The authors defined the states of the system in relation to the quantity of queued jobs. The transition between the states occurs either when the current job is completed or when a new job arrives. Job arrivals follow a Poisson arrival process while job service times are exponentially distributed with a service rate.
Depending on the quantity of remaining jobs, the system may decide to immediately execute software rejuvenation, or to progress with operation until the completion of the next job. If at a decision point the rejuvenation action is chosen, all the system jobs are dropped, and this incurs a rejuvenation cost which is proportional to the number of dropped jobs.

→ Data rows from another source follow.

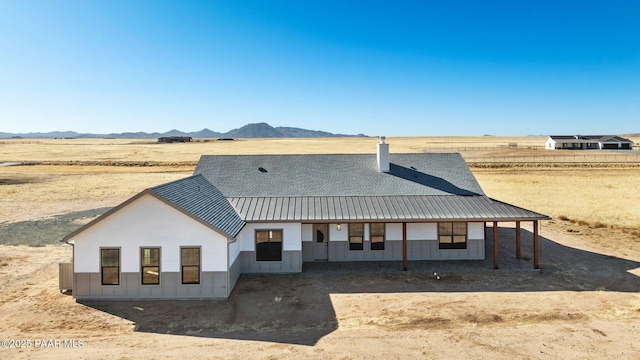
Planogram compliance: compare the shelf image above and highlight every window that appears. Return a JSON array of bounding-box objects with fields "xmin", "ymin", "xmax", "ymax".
[
  {"xmin": 313, "ymin": 224, "xmax": 329, "ymax": 243},
  {"xmin": 180, "ymin": 248, "xmax": 200, "ymax": 284},
  {"xmin": 100, "ymin": 249, "xmax": 120, "ymax": 285},
  {"xmin": 349, "ymin": 224, "xmax": 364, "ymax": 250},
  {"xmin": 256, "ymin": 230, "xmax": 282, "ymax": 261},
  {"xmin": 140, "ymin": 248, "xmax": 160, "ymax": 285},
  {"xmin": 369, "ymin": 223, "xmax": 384, "ymax": 250},
  {"xmin": 438, "ymin": 223, "xmax": 467, "ymax": 249}
]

Conversely, when the waiting action is chosen, then the rejuvenation decision is put on hold until the next job is completed and this incurs a cost of delayed job.
In their analysis, the authors considered the case where the cost of delayed job is smaller as compared with the cost of dropped job due to rejuvenation. The decision for software rejuvenation ends with the rejuvenation action. Therefore, the authors formulated their problem as an optimal stopping problem whereby the optimal policy was solved using the optimality equation. The interrelations among infinite states becomes an obstacle to solving the optimality equation, and hence the authors took an analytical approach to overcame this.
By proving the various propositions, Machida and Miyoshi contend that the optimal policy is determined by the relation among the cost of delayed job, the cost of dropped job, and the deteriorating traffic intensity. The authors noted that when the cost of delayed job is less than the cost of dropped job multiplied by one minus the deteriorating traffic intensity, then awaiting action is chosen irrespective of the quantity of queued jobs. However, if the reverse is true then a rejuvenation action should be chosen. The policy derived by the authors provides a reasonable and easy guide for determining the software rejuvenation trigger time for a job processing system that is deteriorating.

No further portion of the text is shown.